As might be imagined in these circumstances, the crowd was sparse. Of the few present, only two were sufficiently intrepid, dedicated and lacking in perspective to watch from the top deck of the pavilion, a fine view, but grievously cold in the face of a scathing northerly. So it was that I made the acquaintance of Allen Hunt.
I was to spend a lot of time at the cricket with Allen over the years that followed, around Kent and, particularly, at away games. He cut a distinguished figure, slightly raffish even, with swept-back white hair and goatee beard; Allen would often sport a cravat, which made him stand out like a Zandra Rhodes model when compared with the sober suits favoured in the top deck of the pavilion at Canterbury. He would have been about seventy then, but could have passed for a man fifteen years younger. That remained the case for most of the time that I knew him.
Allen passed the CLR James test (“What do they know of cricket, who only cricket know?”) easily. A civil servant in the Ministry of Education, he had acquired an MA from the London School of Economics in middle age, and continued to teach adult education classes at City University into his eighties. It was just that he thought cricket more interesting and rewarding than anything else.
In 1968 he won a Kent Messenger competition to pick a greatest-ever Kent XI. The prize–very exotic for those days–was a trip to South Africa to watch part of the Test series between South Africa and England. When the tour was cancelled as a result of the South African Government’s shameful refusal to accept the Cape Coloured Basil d’Oliveira as part of the touring party, Allen handed the holiday on to his niece. “No use to me with no cricket to watch”, was his view.

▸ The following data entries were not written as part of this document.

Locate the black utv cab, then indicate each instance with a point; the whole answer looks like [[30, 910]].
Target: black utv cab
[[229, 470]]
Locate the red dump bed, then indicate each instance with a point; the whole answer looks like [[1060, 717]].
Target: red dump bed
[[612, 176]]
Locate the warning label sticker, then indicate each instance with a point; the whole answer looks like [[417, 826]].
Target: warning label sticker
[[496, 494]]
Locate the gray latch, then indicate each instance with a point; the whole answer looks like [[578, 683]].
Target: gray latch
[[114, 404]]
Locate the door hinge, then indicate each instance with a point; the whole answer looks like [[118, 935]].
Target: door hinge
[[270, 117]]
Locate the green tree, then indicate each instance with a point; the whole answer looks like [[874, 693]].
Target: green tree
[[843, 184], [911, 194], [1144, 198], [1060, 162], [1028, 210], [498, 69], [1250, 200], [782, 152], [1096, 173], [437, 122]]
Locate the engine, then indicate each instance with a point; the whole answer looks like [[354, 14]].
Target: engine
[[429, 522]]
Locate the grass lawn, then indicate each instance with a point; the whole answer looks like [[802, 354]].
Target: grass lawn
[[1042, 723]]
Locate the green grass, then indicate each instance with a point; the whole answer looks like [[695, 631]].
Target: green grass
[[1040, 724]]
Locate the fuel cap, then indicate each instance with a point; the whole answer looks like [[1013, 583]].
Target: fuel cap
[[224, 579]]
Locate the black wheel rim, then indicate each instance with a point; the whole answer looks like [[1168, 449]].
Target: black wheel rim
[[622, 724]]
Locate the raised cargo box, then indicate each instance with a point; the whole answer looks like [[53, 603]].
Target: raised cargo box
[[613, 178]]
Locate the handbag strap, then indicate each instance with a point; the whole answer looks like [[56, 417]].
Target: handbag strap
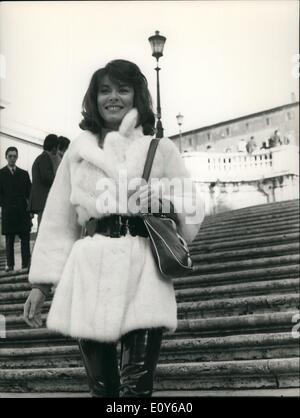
[[150, 157]]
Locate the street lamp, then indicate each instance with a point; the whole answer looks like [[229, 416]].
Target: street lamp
[[157, 43], [179, 118]]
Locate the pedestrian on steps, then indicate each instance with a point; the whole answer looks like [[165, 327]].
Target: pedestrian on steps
[[108, 287]]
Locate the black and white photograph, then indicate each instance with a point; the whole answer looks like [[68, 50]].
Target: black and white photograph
[[149, 201]]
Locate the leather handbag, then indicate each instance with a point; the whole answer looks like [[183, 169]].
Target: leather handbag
[[169, 249]]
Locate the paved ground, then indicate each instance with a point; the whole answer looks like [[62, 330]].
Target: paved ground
[[294, 392]]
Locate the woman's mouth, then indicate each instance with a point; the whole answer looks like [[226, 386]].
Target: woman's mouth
[[113, 108]]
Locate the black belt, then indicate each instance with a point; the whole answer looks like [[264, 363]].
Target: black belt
[[116, 226]]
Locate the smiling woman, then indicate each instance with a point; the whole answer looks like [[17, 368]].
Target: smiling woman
[[114, 101], [112, 92], [109, 288]]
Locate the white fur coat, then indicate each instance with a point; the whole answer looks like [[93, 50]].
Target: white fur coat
[[106, 286]]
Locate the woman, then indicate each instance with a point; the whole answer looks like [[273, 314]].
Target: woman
[[108, 286]]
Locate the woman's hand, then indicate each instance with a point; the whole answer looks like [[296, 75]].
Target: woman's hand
[[33, 308]]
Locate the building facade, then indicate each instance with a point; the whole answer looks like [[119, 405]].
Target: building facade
[[226, 136]]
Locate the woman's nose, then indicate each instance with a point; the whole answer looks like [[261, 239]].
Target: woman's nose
[[114, 95]]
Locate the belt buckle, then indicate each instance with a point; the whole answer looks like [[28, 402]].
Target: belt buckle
[[116, 228], [91, 227]]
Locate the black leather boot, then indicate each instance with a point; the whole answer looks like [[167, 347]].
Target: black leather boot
[[139, 356], [101, 364]]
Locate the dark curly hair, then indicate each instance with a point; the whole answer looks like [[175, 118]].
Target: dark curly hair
[[118, 71]]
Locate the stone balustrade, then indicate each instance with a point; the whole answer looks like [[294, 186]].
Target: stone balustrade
[[210, 167]]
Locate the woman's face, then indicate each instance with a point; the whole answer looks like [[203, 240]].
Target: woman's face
[[114, 101]]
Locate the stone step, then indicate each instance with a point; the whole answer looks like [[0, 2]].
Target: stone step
[[226, 242], [199, 327], [12, 277], [235, 234], [265, 208], [270, 251], [236, 325], [236, 347], [240, 347], [174, 376], [241, 276], [276, 272], [275, 393], [210, 273], [210, 221], [239, 265], [237, 306], [229, 375], [269, 287], [203, 262], [209, 308], [15, 287], [288, 219]]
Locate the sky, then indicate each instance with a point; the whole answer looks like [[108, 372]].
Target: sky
[[222, 59]]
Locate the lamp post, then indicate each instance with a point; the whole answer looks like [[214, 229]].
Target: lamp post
[[179, 118], [157, 43]]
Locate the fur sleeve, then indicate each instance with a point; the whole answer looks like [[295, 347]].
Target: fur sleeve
[[58, 230], [188, 204]]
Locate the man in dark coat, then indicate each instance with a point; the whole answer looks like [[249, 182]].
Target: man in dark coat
[[43, 173], [15, 188]]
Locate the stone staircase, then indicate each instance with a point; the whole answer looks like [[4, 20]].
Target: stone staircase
[[235, 313]]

He divided his time between his flat in Leyton, east London and his house in Halling, north of Maidstone. I never went to either, but those that had described a somewhat chaotic existence, particularly when it came to meal times, which would consist of a fusion of whatever tinned food was available. Corned beef would share a plate with rice pudding, to save washing up.
Allen was a wonderful person to watch cricket with, drawing upon seven decades of cricket watching to analyse the game with intelligence and wit. He was my window on to cricket’s past, describing, among many other things, watching Les Ames score a century in the first Test played by New Zealand in England at Lord’s in 1931, Frank Woolley batting, and Tich Freeman bowling.

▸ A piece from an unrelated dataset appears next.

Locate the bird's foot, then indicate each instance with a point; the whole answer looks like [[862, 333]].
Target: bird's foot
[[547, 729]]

An entourage collected around him. There was “Budgie” Burgess, Brian Cheal, exiled like me in Bristol, the two Rays, and his most regular associate, George Murrell. George was a little younger than Allen, and also retired. Slim, dapper (readers of a certain age should think of the keyboard player from Sparks) and possessed of a tinderbox wit, George was also excellent company. I was sitting next to him at the Oval in 1985 when Graham Dilley took a hat-trick. He claimed, somewhat improbably, never to have seen a hat-trick before and said, rather wistfully, “I had intended to have the words ‘He never saw a hat-trick’ on my gravestone”.
Winter days were always brighter for the appearance of a letter from Allen. They would never contain small talk, but would arrow straight in on the main point. Had I heard that a particular player was thinking of leaving, or that we had signed a talented young player? Occasionally he would stray on to the subject of the fortunes of Gillingham FC (he rarely missed a home game, unless it clashed with the cricket, obviously).
I last saw Allen at the Kent v the Australians game in 1997, the week before I left for New Zealand. His health had started to go downhill, and he couldn’t manage the train any more, but had got a lift from a neighbour. So much to talk about, so little time.
The letters continued to arrive over the next couple of years, with increasingly unsteady handwriting. They became irregular, and stopped coming as the century approached its end. For me, it is still a sign that a day’s play has been interesting if I think, as I leave the ground, that I’d like to write to Allen to tell him about it.